I am a fan of Fables, but I haven’t been up to speed of the happenings in Fabletown in quite some time. I have read very little of Jack of Fables (although I love what I have read) and I haven’t even touched any of the issues of Fairest. I went in to Fairest: In All the Land not knowing what to expect.

Outside of my slight confusion over what had happened to Bigby, which was referenced a few times by a few different characters, I wasn’t lost at all. The story is broken up into seven sections for each day of the week, and shorter stories within each section. The opening pages, as narrated by the Magic Mirror, offered a nice layout of the story at hand without being overwrought. We soon find out that there have been a few murders and Cinderella is quickly called upon to figure out the who and the why behind the deaths. The shorter stories make for a quick, but engaging read.

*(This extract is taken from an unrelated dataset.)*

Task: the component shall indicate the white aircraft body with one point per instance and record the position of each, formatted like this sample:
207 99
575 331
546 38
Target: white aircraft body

While having suspicions over what to expect before opening the book, I realize now that the amazing lineup of artists should have quelled those feelings. Gene Ha, Adam Hughes, Phil Noto, Mark Buckingham, Tony Akins, Ming Doyle and Chris Sprouse all in one book? I should have been sold from the start. Even the stories illustrated by artists that I was unfamiliar with were gorgeous and held up in their own way. The change in artists would normally remove some interest in a story, at least with monthly issues, but the artist changes in this book worked well. I feel like each artist offered something unique to the story and absolutely nailed the pacing the story called for.

Fairest: In All the Land is absolutely worth checking out to anyone who was, is, or wishes to be invested in the world of Fables.